They offloaded 1.95 trillion won worth of Kospi stocks between Nov. 7 and Friday, becoming net sellers for 12 straight days. This is the longest net selling streak since a 13-session run between late July and mid-August this year.

Analysts said that uncertainty about a trade deal between the world’s largest economies dampened foreign investor sentiment, triggering the recent sell-off.

“The talks toward a trade deal boosted local stock markets, but as conflicting signals for the trade negotiation arose, they suffered a correction,” said Han Dae-hoon, an analyst at SK Securities.

At the beginning of the month, local stocks rose after reports that the two economic superpowers agreed in principle to reduce tariffs in phases.

Expectations were quickly dashed as U.S. congressional support for pro-democracy activities and human rights in Hong Kong emerged as a new factor that might derail the discussions between the countries.

The Senate unanimously passed a bill to support human rights in Hong Kong following months of anti-government protests, an action that led to China threatening “strong countermeasures.”

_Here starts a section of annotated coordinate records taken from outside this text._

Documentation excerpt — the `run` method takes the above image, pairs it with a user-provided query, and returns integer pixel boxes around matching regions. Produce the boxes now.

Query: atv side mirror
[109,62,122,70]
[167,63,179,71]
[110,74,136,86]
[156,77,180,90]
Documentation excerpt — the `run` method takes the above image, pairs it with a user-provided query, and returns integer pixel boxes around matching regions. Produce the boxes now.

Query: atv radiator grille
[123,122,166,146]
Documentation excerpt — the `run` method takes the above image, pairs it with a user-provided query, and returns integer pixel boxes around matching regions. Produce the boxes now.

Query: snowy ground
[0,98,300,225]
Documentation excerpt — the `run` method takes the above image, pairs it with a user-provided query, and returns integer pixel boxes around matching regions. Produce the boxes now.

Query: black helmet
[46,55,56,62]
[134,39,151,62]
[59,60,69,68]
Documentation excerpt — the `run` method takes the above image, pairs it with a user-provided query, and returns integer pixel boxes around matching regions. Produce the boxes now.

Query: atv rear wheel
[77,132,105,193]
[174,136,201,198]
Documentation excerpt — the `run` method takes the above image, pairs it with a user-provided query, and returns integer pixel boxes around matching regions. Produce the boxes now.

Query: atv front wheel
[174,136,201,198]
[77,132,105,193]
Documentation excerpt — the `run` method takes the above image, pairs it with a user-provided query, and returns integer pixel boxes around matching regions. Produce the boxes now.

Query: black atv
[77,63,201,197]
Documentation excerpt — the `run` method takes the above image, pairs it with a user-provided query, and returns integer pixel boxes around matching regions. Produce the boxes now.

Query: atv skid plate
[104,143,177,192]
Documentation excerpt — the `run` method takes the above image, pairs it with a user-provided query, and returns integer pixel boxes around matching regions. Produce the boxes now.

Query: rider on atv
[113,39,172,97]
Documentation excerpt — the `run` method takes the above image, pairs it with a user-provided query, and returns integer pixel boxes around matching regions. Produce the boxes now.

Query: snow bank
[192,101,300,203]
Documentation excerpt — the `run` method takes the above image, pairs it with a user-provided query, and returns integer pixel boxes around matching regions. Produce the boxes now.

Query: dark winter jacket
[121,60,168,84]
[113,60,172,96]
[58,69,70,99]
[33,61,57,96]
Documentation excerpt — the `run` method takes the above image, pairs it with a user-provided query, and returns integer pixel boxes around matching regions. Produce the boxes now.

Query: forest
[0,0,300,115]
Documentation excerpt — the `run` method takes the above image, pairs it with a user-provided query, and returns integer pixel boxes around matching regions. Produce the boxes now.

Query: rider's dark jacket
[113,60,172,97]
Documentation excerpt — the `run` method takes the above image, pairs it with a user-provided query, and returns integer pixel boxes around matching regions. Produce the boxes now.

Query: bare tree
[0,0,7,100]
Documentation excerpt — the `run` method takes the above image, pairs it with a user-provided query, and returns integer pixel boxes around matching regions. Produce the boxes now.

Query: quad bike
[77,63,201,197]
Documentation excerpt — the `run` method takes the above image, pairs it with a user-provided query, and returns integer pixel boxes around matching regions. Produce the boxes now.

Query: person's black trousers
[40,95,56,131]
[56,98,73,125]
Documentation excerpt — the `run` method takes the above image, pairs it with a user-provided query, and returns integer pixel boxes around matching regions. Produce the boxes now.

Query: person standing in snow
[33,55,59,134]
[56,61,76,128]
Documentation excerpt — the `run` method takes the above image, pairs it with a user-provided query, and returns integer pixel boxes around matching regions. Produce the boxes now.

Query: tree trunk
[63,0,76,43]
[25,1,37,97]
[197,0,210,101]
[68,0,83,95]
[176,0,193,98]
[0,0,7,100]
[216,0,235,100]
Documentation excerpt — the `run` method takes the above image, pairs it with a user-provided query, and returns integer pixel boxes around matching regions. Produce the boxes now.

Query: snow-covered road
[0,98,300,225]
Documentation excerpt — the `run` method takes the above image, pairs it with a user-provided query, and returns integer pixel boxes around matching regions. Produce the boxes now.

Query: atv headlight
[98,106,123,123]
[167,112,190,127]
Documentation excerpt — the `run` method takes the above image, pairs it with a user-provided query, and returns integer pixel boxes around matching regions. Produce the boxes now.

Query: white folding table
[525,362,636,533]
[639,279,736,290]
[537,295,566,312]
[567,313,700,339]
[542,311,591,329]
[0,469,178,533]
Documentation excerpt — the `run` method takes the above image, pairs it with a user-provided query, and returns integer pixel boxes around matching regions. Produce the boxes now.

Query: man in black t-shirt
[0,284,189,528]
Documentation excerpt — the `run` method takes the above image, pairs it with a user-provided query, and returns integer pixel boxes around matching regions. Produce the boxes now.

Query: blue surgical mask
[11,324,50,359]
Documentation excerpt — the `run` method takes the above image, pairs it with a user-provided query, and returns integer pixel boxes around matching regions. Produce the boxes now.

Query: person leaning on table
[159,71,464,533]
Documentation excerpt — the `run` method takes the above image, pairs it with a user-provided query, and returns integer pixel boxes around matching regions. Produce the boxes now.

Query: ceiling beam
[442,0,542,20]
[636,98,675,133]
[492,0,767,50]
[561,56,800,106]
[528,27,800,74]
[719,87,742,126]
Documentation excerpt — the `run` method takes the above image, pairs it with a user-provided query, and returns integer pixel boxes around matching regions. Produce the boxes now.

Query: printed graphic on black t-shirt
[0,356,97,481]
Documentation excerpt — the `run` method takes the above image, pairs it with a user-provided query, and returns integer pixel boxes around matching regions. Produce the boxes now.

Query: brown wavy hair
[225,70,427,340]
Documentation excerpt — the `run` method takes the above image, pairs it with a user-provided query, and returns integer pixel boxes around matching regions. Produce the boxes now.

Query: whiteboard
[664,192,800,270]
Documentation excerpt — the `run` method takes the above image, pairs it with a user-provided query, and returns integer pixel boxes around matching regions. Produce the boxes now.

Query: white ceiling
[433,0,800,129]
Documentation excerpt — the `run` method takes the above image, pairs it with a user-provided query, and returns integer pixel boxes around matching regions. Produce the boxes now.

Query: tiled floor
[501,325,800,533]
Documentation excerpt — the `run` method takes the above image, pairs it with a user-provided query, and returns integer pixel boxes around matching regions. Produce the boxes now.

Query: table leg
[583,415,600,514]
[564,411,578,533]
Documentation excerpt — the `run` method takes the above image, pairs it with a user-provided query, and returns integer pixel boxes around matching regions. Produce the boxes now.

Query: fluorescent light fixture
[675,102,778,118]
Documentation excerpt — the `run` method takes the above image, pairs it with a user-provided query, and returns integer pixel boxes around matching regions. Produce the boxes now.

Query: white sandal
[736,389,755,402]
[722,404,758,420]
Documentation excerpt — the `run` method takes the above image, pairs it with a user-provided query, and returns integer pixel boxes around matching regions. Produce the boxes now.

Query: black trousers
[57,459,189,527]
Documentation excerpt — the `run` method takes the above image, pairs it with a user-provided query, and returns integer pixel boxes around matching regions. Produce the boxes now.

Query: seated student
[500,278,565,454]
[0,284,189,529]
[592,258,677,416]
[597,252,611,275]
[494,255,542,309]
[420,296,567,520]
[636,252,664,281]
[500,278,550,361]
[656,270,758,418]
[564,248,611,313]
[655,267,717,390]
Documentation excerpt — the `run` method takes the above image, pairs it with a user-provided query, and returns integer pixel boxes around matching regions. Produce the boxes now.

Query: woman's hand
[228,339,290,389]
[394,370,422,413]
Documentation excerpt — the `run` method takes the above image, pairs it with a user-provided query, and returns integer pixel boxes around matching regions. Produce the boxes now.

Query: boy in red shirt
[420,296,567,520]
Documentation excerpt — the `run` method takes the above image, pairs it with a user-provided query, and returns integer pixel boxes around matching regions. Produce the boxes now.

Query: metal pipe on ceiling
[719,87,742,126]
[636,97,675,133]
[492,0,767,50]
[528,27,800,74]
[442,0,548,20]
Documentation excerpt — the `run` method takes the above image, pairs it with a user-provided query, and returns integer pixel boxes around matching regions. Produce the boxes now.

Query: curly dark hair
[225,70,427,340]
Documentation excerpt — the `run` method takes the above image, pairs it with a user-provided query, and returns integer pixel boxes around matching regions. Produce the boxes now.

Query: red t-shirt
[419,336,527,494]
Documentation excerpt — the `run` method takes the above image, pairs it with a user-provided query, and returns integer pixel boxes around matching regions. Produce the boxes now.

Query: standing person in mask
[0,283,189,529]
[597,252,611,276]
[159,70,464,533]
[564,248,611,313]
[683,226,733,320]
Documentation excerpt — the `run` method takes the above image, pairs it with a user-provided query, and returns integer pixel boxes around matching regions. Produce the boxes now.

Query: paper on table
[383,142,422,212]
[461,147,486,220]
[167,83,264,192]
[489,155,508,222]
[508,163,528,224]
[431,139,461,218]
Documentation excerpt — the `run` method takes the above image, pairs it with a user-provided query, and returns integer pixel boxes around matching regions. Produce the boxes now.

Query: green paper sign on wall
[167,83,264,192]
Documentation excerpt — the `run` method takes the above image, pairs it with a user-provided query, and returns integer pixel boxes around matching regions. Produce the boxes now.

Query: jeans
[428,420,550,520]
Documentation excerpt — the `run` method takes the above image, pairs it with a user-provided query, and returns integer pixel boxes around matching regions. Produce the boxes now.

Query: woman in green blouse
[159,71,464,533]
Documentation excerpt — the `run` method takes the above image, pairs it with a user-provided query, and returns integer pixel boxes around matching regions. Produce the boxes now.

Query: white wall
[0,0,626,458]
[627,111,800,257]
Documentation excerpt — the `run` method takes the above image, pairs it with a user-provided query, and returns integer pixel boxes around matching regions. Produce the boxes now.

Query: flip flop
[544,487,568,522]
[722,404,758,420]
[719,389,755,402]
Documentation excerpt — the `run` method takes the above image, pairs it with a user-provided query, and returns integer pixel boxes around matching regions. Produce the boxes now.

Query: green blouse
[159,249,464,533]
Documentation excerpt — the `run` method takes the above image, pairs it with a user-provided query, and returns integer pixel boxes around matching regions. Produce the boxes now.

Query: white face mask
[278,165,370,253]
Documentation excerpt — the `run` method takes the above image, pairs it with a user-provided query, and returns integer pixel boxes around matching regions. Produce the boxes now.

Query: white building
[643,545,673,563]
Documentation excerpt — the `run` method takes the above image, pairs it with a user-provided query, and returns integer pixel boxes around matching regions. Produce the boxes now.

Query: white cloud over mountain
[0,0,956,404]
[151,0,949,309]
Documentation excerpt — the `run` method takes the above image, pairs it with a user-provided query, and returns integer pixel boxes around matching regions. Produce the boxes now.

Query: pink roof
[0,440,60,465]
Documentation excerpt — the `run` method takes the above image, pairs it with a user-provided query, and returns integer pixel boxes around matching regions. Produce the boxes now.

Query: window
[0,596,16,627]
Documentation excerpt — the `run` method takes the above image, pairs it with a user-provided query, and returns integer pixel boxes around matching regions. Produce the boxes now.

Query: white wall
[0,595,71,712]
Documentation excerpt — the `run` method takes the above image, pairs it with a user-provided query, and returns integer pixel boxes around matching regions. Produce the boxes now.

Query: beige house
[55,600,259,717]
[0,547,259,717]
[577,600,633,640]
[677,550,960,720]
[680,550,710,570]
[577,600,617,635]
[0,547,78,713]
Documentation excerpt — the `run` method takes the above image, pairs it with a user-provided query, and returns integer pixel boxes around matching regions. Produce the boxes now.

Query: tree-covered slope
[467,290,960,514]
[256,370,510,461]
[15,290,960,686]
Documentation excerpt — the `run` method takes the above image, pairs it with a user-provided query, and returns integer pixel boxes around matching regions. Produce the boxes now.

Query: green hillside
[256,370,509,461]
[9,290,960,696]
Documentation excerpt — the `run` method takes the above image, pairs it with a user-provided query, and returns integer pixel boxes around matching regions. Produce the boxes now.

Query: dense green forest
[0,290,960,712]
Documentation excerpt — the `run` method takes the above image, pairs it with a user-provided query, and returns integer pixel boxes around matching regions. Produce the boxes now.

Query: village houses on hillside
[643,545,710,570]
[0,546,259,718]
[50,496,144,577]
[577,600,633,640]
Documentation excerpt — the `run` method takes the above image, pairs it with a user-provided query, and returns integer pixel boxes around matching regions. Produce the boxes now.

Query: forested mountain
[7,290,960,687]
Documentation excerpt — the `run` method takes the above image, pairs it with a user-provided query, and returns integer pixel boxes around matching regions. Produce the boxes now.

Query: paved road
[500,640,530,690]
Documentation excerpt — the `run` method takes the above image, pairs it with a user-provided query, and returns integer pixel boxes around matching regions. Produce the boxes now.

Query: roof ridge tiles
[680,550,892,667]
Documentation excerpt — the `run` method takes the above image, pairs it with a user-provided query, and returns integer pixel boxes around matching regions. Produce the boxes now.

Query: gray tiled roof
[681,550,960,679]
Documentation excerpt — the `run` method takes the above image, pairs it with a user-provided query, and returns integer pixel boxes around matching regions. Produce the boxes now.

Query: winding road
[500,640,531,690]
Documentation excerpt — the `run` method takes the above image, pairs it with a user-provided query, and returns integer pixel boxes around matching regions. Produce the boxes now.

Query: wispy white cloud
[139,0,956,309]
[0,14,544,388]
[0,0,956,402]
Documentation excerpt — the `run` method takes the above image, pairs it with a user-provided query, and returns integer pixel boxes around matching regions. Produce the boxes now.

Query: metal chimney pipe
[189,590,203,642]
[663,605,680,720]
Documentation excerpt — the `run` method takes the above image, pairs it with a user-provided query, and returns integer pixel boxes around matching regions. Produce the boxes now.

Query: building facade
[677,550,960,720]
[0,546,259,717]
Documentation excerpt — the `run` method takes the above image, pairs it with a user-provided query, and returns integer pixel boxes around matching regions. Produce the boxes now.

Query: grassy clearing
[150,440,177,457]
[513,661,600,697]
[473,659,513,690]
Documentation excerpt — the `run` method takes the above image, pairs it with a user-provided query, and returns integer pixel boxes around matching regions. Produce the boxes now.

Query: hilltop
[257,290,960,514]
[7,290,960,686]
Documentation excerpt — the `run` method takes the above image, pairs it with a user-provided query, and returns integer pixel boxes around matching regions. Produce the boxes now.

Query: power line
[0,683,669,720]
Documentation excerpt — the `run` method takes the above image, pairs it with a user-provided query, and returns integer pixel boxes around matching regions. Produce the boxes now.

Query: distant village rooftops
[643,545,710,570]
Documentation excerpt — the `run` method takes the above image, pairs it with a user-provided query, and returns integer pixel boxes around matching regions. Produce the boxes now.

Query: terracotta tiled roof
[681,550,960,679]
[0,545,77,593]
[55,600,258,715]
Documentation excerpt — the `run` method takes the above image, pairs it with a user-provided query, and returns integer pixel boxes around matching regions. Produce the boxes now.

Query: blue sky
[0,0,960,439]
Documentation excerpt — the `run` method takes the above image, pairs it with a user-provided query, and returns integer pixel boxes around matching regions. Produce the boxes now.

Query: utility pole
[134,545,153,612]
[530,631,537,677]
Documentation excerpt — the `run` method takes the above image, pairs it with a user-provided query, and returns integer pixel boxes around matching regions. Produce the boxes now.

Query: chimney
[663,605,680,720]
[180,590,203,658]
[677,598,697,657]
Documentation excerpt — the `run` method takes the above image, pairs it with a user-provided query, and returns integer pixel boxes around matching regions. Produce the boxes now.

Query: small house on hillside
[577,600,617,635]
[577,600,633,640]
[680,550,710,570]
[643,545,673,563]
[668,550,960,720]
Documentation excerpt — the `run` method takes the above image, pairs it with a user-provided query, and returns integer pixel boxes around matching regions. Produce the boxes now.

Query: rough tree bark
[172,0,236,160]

Korea faced uncertainty as the General Security of Military Information Agreement (Gsomia) information sharing agreement with Japan was set to expire Friday at midnight.

Analysts say the end of agreement with Japan could imperil the alliances with both Japan and the United States and trigger economic retaliation.

“[When Gsomia ends], worsening ties with Japan could be a problem,” said Kim Dae-joon, an analyst at Korea Investment & Securities. “But what is worse is the uncomfortable relations with the United States. Since Gsomia is directly related to U.S. security issues, the termination could cause worries that Korea will face possible retaliatory action.”

Kim offered various scenarios, but exports like machinery, automobiles and semiconductors are the most likely targets given that the United States is the second largest exporting destination for Korea.

The main index fell as much as 1.35 percent on Thursday as reports on a further delay of a formal agreement between China and the United States stoked investor concerns.

Next week’s focus will be the central bank’s announcement of a revised economic forecast for the year and a key interest rate decision.

The Bank of Korea will likely lower its current growth forecast of 2.2 percent.